< Titus 3 >

1 Vermaan hen, dat zij aan de overheden en machten onderdanig zijn, dat zij hun gehoorzaam zijn, dat zij tot alle goed werk bereid zijn;
Put them in mind to be in subjection to rulers, to authorities, to be obedient, to be ready unto every good work,
2 Dat zij niemand lasteren, geen vechters zijn, maar bescheiden zijn, alle zachtmoedigheid bewijzende jegens alle mensen.
to speak evil of no man, not to be contentious, to be gentle, shewing all meekness toward all men.
3 Want ook wij waren eertijds onwijs, ongehoorzaam, dwalende, menigerlei begeerlijkheden en wellusten dienende, in boosheid en nijdigheid levende, hatelijk zijnde, en elkander hatende.
For we also were aforetime foolish, disobedient, deceived, serving divers lusts and pleasures, living in malice and envy, hateful, hating one another.
4 Maar wanneer de goedertierenheid van God, onzen Zaligmaker, en Zijn liefde tot de mensen verschenen is,
But when the kindness of God our Saviour, and his love toward man, appeared,
5 Heeft Hij ons zalig gemaakt, niet uit de werken der rechtvaardigheid, die wij gedaan hadden, maar naar Zijn barmhartigheid, door het bad der wedergeboorte en vernieuwing des Heiligen Geestes;
not by works [done] in righteousness, which we did ourselves, but according to his mercy he saved us, through the washing of regeneration and renewing of the Holy Ghost,
6 Denwelken Hij over ons rijkelijk heeft uitgegoten door Jezus Christus, onzen Zaligmaker;
which he poured out upon us richly, through Jesus Christ our Saviour;
7 Opdat wij, gerechtvaardigd zijnde door Zijn genade, erfgenamen zouden worden naar de hope des eeuwigen levens. (aiōnios g166)
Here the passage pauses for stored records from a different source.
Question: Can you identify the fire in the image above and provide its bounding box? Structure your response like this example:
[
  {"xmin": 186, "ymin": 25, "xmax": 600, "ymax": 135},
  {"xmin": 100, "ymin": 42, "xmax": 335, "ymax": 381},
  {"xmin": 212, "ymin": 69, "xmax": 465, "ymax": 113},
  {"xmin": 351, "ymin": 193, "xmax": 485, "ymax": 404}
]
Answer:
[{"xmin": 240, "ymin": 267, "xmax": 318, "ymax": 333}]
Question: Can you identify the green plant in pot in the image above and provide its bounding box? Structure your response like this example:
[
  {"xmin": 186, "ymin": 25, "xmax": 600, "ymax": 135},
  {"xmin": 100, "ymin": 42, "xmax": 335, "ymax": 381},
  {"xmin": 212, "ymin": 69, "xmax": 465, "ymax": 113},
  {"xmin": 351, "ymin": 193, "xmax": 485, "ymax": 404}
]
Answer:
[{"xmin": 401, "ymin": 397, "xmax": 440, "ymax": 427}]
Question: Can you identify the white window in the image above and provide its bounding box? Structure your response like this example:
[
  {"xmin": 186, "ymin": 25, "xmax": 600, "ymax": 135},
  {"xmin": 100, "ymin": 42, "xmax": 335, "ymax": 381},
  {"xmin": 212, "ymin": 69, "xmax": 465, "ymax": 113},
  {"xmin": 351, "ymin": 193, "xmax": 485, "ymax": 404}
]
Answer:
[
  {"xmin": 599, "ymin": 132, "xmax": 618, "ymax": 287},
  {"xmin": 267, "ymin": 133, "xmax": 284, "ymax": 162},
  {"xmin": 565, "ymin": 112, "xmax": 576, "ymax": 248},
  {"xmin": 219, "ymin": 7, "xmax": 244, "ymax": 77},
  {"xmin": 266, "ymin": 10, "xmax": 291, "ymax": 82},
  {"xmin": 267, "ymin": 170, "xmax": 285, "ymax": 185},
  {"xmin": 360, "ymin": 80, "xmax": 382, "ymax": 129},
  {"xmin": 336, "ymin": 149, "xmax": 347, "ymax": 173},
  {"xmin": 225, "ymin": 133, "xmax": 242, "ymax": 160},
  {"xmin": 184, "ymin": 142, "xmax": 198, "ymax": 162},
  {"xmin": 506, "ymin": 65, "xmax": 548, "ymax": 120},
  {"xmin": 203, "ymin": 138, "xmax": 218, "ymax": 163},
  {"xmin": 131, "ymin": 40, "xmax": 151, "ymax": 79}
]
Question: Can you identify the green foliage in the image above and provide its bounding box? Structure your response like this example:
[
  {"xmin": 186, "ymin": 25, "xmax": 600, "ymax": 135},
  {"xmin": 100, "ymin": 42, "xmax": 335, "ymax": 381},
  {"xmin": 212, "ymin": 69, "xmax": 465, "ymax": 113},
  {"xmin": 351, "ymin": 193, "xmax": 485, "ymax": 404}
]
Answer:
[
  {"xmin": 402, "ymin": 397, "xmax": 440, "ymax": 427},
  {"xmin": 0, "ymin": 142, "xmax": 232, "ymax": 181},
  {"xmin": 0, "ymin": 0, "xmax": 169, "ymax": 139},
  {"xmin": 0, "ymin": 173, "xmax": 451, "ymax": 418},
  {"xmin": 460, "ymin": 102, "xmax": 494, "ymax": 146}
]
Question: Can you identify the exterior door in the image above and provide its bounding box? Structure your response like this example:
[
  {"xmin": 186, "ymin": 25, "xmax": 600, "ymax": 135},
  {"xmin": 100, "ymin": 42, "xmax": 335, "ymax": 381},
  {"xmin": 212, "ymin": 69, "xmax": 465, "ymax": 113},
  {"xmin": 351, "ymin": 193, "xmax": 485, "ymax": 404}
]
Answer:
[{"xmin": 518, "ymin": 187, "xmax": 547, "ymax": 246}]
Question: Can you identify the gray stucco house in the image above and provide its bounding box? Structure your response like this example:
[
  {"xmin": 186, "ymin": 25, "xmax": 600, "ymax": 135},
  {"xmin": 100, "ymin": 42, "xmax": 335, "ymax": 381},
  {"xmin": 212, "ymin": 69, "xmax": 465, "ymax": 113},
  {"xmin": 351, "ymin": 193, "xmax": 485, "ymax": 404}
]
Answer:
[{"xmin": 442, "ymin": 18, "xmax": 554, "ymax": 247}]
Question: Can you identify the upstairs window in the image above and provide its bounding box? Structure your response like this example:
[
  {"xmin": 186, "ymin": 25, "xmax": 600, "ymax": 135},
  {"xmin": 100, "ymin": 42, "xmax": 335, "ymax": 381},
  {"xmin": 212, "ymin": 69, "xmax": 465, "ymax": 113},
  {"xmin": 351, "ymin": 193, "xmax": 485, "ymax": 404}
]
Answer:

that, being justified by his grace, we might be made heirs according to the hope of eternal life. (aiōnios g166)
8 Dit is een getrouw woord, en deze dingen wil ik, dat gij ernstelijk bevestigt, opdat degenen, die aan God geloven, zorg dragen, om goede werken voor te staan; deze dingen zijn het, die goed en nuttig zijn den mensen.
Faithful is the saying, and concerning these things I will that thou affirm confidently, to the end that they which have believed God may be careful to maintain good works. These things are good and profitable unto men:
9 Maar wedersta de dwaze vragen en geslachtsrekeningen, en twistingen, en strijdingen over de wet; want zij zijn onnut en ijdel.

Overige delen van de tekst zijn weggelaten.